If you're late to this Windows RT game, let us put you in the picture. Windows RT devices run on mobile processors, like the ones in your phone, rather than the ones in your PC. That means they're much more power efficient, meaning longer battery lives. It also means they run cooler, so you can get smaller designs.
Inside the Dell XPS 10 is a Qualcomm Snapdragon S4 processor, clocked at 1.5GHz. Clearly, the performance here will be nowhere near the level of a traditional laptop, and it's pretty far below the low power Intel Core i5 chips you'll find on most Ultrabooks.
The choice of processor limits the type of things you can do, too. Forget running desktop apps such as Photoshop or even smaller apps downloaded from the internet, they're not compatible. Any program you run must come from the Windows Store, but Microsoft gives you a full copy of Microsoft Office 2013, which is pretty handy.
We got the top range version, which means there's 64GB of storage built in, giving you the same capacity as the iPad 4's premium model, but for £444 / US$649.99 (around AU$647) instead of £559 / US$699.99 / AU$759 - not a bad saving.
Unlike the iPad, there's opportunity for a load more storage as well, and despite the bad rap that Windows tablets get from 90% of the web's experts, this is a big plus. The Dell has two USB 3.0 ports and a microSD card slot, which will dramatically increase the opportunity for memory.
However, unlike the Asus VivoTab and Samsung Ativ Tab, the Dell XPS 10 only has USB ports on the keyboard dock, so if you opt out or leave it at home, you'll only have a microSD port.
There's also a handy micro HDMI port, but again it's located on the keyboard element. This means that Dell intends for you to carry this like a netbook most of the time, which exposes its design to an inevitable criticism.
When combined with the dock, the Dell XPS 10 weighs an ungainly 1.3kg/45.86oz, which is heavier than most full-form Ultrabooks. As a 10-inch device this seems pretty needless, and it certainly weighs you down when working on the move.
But the upside of this is that unlike the Samsung Ativ Tab, the added weight gives ballast to the device, so it doesn't overbalance when typing.

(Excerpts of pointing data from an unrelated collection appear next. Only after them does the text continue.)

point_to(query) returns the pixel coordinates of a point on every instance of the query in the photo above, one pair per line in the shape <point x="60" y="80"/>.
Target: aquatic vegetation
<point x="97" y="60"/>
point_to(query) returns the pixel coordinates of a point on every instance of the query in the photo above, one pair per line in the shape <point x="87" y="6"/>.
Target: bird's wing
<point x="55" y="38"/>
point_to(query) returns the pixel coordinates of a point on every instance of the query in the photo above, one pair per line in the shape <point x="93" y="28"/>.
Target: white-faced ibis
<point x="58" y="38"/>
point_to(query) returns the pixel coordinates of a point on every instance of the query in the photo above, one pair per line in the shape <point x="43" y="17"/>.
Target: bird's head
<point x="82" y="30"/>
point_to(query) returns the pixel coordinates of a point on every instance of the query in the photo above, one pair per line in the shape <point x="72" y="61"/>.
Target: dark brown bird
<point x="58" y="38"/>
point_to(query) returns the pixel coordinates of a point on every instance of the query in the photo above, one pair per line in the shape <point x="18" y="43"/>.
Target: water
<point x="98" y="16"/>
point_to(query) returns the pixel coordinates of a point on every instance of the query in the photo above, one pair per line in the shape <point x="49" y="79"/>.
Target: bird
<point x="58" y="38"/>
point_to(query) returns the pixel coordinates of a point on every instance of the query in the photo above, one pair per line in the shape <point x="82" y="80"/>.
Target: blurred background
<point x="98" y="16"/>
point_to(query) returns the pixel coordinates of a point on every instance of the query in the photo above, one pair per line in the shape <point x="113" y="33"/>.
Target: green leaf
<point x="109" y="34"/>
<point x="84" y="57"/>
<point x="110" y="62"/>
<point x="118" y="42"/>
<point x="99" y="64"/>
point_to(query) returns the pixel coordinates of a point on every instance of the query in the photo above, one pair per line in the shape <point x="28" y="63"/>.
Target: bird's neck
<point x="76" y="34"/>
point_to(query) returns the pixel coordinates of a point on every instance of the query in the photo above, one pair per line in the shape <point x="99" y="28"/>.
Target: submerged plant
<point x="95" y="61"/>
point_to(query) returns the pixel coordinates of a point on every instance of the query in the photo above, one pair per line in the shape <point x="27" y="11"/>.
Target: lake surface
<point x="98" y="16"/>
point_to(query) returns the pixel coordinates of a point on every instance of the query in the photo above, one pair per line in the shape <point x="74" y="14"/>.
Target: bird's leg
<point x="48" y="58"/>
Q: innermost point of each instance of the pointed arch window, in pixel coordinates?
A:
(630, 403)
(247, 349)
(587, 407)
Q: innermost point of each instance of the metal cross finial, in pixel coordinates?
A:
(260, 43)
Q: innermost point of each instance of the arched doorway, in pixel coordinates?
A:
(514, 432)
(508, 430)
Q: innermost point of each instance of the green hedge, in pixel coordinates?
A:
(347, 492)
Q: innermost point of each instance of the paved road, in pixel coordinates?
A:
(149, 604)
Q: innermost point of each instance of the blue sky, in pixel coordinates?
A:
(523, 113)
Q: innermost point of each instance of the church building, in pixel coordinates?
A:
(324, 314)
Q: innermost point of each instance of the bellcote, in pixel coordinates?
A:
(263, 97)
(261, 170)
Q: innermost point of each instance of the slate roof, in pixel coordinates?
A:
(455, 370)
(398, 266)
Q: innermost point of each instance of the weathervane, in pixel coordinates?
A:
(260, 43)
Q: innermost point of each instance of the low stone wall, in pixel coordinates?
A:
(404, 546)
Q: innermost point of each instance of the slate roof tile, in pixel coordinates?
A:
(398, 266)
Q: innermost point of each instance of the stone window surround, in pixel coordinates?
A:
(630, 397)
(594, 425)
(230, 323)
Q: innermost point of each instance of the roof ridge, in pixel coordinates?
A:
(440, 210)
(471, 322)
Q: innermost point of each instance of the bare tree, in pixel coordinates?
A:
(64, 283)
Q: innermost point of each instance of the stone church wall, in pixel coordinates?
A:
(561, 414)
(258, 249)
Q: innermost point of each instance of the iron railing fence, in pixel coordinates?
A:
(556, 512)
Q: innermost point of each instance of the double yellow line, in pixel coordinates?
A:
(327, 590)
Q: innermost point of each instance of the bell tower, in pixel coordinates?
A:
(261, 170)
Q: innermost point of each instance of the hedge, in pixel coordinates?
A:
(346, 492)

This constant tug of war between pros and cons shows why Windows tablets are having such a torrid time. Make them too light and they topple over, too heavy and it's ungainly, too powerful and it's too much money, scrimp on price and it becomes inferior. Nobody has got this right, and unfortunately, neither has Dell.
While the Dell XPS 10 certainly carries some hallmarks of the XPS range, unfortunately this hasn't been extended to the screen. The Dell XPS 13 and XPS 12 have some of the best screens available on a Windows computer, but the Dell XPS 10 only includes a 1366 x 768 panel, which is lifeless and dull.
Our high definition movie tests showed a lack of vibrancy, below even the similar specced Microsoft Surface RT.
When connected to the dock, the Dell XPS 10 turns into a netbook, for those who want to type emails and work more comfortably, but the comfort level offered is in itself dubious.
About half this review was written on the Dell XPS 10, which was a tough slog. Firstly, the keys are extremely small, which means frequent mistakes were made. But the most frustrating part was the ease in which mis-presses on the trackpad could skip the cursor around the screen.